Rd is 6" and the pike is 6" can they live in peace or would there be some fighting?


----------



## Innes (Jan 13, 2003)

well I don't have experiance with either, but as far as I know RD are pretty aggressive and will not live with other fish.

I think this is a bad idea


----------



## mdemers883 (Jan 9, 2003)

Greatly depends on tank size. What size tank were you planning on putting them in?

Mark


----------



## thePACK (Jan 3, 2003)

there both very mean species..i don't think it will work out..they will fight till the end ..pretty good fight fight tho...


----------



## thoroughbred (Mar 14, 2003)

thePACK said:


> there both very mean species..i don't think it will work out..they will fight till the end ..pretty good fight fight tho...


 thats what im thinkin rd's are bastards


----------



## piranha45 (Apr 8, 2003)

o snap its eric said:


> Rd is 6" and the pike is 6" can they live in peace or would there be some fighting?

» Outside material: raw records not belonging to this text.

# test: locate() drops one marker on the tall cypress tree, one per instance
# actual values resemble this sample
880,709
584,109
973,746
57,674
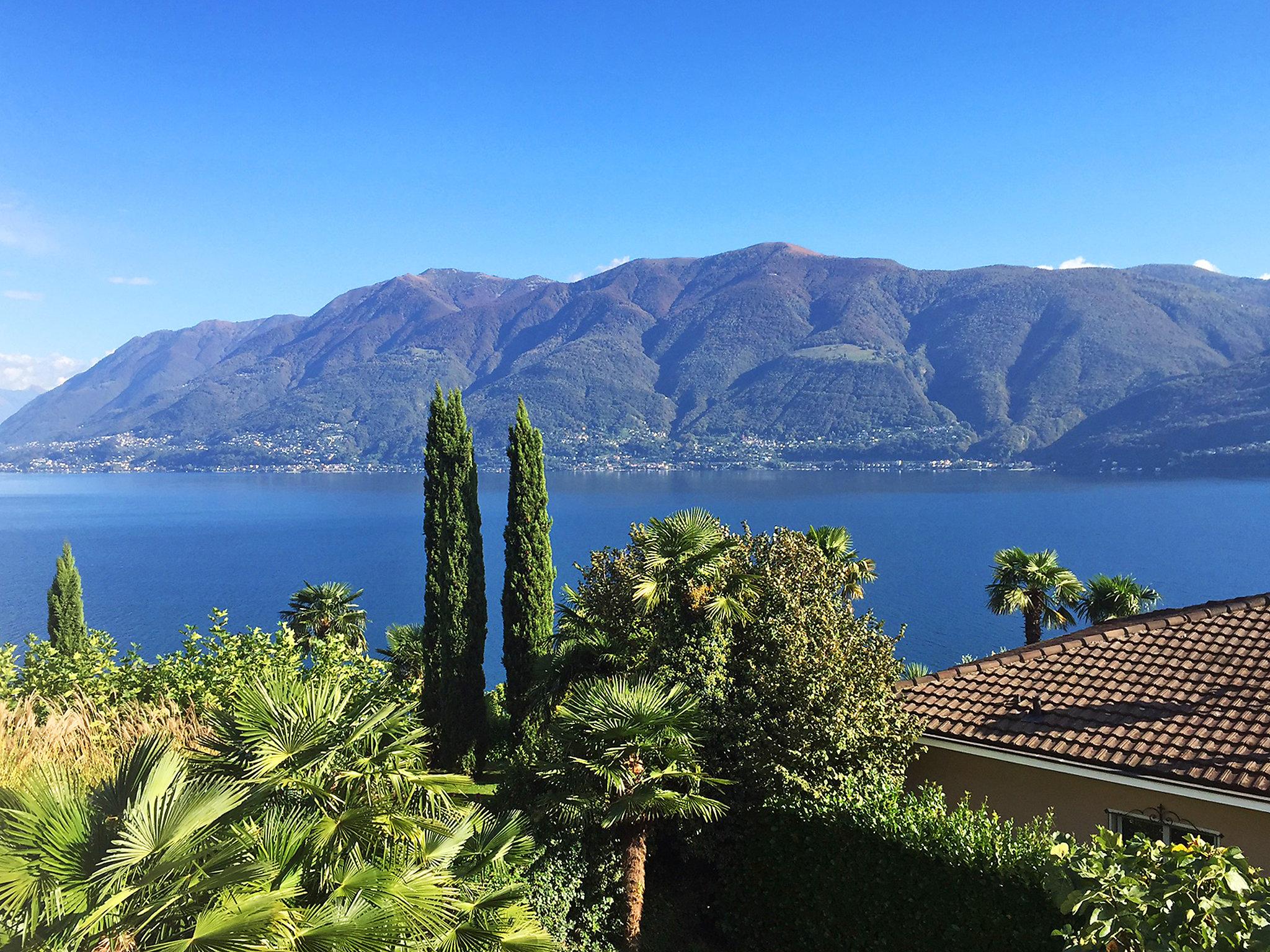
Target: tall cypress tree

how big is the tank? If its 120+, then I'd say it'll work. If not, theres going to be two very unhappy fish and eventually the pike could get killed


----------



## Polypterus (May 4, 2003)

What the Hell is an RD? 
sometimes it does help to explain shorthand to those not as
enlightened, using straight scientific names would be Helpfull
that way we all understand what is being talked about here.


----------



## piranha45 (Apr 8, 2003)

Red Devil


----------



## Innes (Jan 13, 2003)

Polypterus said:


> What the Hell is an RD?
> sometimes it does help to explain shorthand to those not as
> enlightened, using straight scientific names would be Helpfull
> that way we all understand what is being talked about here.


 well please feel free to ask, but most people here are from preditory sites and have read loads about Red Devils.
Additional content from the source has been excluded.